16/06/2016

Souvenirs d’enfance

Pour les besoins d’un exercice, je devais me remémorer des souvenirs d’enfance – j’en ai tellement ri intérieurement que je me suis décidée, finalement, à les partager avec vous. L’utilisation du pronom « tu » n’est que pur choix stylistique.

Enfant, tu regardais tes petites copines « couper des feuilles » pour imiter leurs mamans à la cuisine, « les filles vous jouez à quoi aujourd’hui? » « On va préparer de la sauce « kplalalala »* La scène se déroulait toujours en version rapide dans ta tête, cette image où tu les vois attroupées à simuler la préparation de la sauce, disposer les poupées, les assiettes de dînettes et faire comme à la maison… Retour à la réalité : toi tu avais sans doute bien mieux à faire, t’adonner à des jeux plus dangereux, par exemple, ou te balancer dans les arbres et reproduire une pâle copie de Tarzan, sans short en peau de léopard, ou encore abattre de pauvres oiseaux dans le ciel avec une corde rouge rigide rattachée à un bout de bois en forme d’ « Y » communément appelé « lance-pierre ». 

Mais avant, il fallait que ton frère réussisse à convaincre sa bande de laisser sa pénible sœur les suivre. Tu observais la scène de loin, jusqu’à ce que le « ok » te soit donné d’approcher, et enfin tu pouvais gambader dans les rues du quartier. Le pire dans tout cela, c’était bien sûr les midis, lorsque, sous le soleil brûlant de 14 heures, tu te retrouvais à compter tes billes, à attendre d’en gagner encore plus ou à accepter de te séparer de tes préférées s’il t’arrivait de perdre au jeu. Et voilà que ton père arrive, ne sachant plus trop quoi faire de cet enfant qu’il appelait désespérément « ma fille », juste pour se rassurer que tel était bien encore le cas. Quand il était furieux, il décidait de te consigner à la maison.
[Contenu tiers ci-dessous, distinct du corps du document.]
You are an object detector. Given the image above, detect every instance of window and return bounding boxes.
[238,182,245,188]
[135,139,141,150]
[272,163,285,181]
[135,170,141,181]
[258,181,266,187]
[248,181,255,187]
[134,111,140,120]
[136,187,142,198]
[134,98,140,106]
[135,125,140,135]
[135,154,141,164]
Au début, l’envie te venait de pleurer, mais dans les secondes qui suivaient ton imagination débordante prenait le dessus, et, bien que cela était interdit, tu te rappelais alors que le salon s’averait être un très bel espace de jeux finalement. Tu ramenais donc des capsules, du savon, du papier, des stylos et un bout de papier aluminium ; les plus aguerris d’entre vous auront tout de suite reconnus le jeu : « Tek-tek »* ! En moins de cinq minutes, ton frère et toi transformiez cet espace décoré de carreaux 2×2, en terrain de football gazon synthétique, avec les commentaires et les bruits du stade. C’était ensuite autour de la mère d’entrer dans la place pour se plaindre du vacarme et pour vous expulser de la maison, comme il se doit. Quoi demander de plus? Vous n’attendiez que cela, vous en profitiez pour vous déclarer la guerre, fouiller dans du sable, pour ensuite vous faire taper sur les mollets (solé-mollet).

Après avoir dépensé toute cette énergie, il vous arrivait de vous rappeler qu’il fallait prendre un bain pour sentir aussi bons et paraître aussi propres que les enfants qui sont dans les publicités à la télévision. C’était donc, avec beaucoup de regrets, que vous disiez au-revoir à la nuit tombée, lui promettant qu’un jour, vous auriez, vous aussi, le droit de vous promener le soir, comme les grands. J’ai volontairement omis de mentionner les cartes collector « Panini » à coller dans les magazines. Vous relater l’histoire de ces cartes et leur « ’odeur » toute particulière, nous prendraient un paragraphe tout entier #Passons.

Panini-America-logo

Rassurez-vous, tout ceci est bien loin dernière nous, aujourd’hui je suis une jolie jeune fille comme dans les magazines. J’aime cuisiner pour mes proches et je peux me mettre à hurler comme une furie lorsque l’occasion se présente de paraître fille-fille. Celle-là même qui « adore » maintenant perdre « huit heures » de son temps (voire plus) entre les salons de coiffure et de pédicure/manucure, pour, la plupart du temps, écouter des discussions qui n’apportent pas grand-chose à l’évolution de la planète. Et, quand l’inspiration me prend et que les discussions m’ennuient, je m’amuse à me faire oublier sous le casque à cheveux, histoire de ne pas trop me faire remarquer et afin d’éviter d’écouter ce qui se dit qui ne m’intéresse pas plus que ça. Mon record personnel a été d’avoir passé deux heures de temps sous le casque. La coiffeuse, bien-évidemment emportée par la causerie, avait oublié que mon cuir chevelu était en contact direct avec cette machine qui peut débiter jusqu’à 200 degrés de chaleur. Toute confuse, elle ne cessait de s’excuser à chaque seconde qu’elle passait le peigne dans mes cheveux, jusqu’au moment où je lui confiai que ce n’était pas si grave que cela, en fait j’avais préféré ce moment à celui où j’étais physiquement présente avec le reste des clientes du salon, à les écouter bavarder encore et encore. Elle avait l’air choqué – je pense – elle avait arrêté de me coiffer.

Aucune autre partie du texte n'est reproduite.